From 4073c52bb813c2f71c6d11c8481a131ba9f3c1e4 Mon Sep 17 00:00:00 2001
From: Ting-Jun Wang <levi900227@gmail.com>
Date: Wed, 8 Nov 2023 23:17:13 +0800
Subject: [PATCH] fix: original json contains unicode characters

---
 adversarial_summary.py | 9 +++++++--
 1 file changed, 7 insertions(+), 2 deletions(-)

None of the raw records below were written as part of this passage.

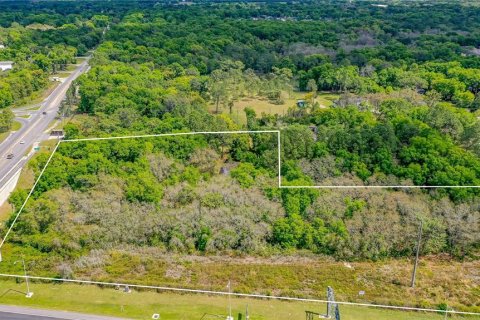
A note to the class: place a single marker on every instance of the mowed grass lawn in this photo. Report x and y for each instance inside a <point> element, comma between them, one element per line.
<point>142,305</point>
<point>263,105</point>
<point>16,126</point>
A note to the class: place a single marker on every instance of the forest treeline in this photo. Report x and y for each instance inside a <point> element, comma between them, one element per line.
<point>406,115</point>
<point>41,43</point>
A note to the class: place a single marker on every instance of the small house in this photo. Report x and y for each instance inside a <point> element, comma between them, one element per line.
<point>6,65</point>
<point>301,103</point>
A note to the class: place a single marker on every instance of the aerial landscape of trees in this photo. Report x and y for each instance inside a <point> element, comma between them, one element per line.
<point>407,82</point>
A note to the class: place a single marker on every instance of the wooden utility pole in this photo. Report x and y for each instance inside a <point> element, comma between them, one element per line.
<point>414,274</point>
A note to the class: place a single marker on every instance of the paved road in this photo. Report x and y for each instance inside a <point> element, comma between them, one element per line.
<point>20,313</point>
<point>33,129</point>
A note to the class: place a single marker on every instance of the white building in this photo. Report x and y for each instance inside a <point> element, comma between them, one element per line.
<point>6,65</point>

diff --git a/adversarial_summary.py b/adversarial_summary.py
index eb63d89..de45c75 100644
--- a/adversarial_summary.py
+++ b/adversarial_summary.py
@@ -1,5 +1,10 @@
 import json
 import os
+import re
+
+def remove_non_ascii(text):
+    return re.sub(r'[^\x00-\x7F]', ' ', text)
+
 
 for file in ['train', 'val_unseen', 'val_seen', 'train_seen', 'test', 'val_train_seen']:
     print(file)
@@ -18,13 +23,13 @@ for file in ['train', 'val_unseen', 'val_seen', 'train_seen', 'test', 'val_train
                     'path_id': int(i['path_id']),
                     'path': i['path'],
                     'heading': float(i['heading']),
-                    'instructions': [ i['instruction'] ],
+                    'instructions': [ remove_non_ascii(i['instruction'])], 
                     'found': [ i['found'] ],
                     'id': i['id'],
                     'objId': i['objId']
                 }
             else:
-                result[instruction_id]['instructions'].append(i['instruction'])
+                result[instruction_id]['instructions'].append(remove_non_ascii(i['instruction']))
                 result[instruction_id]['found'].append( i['found'] )
 
         output = []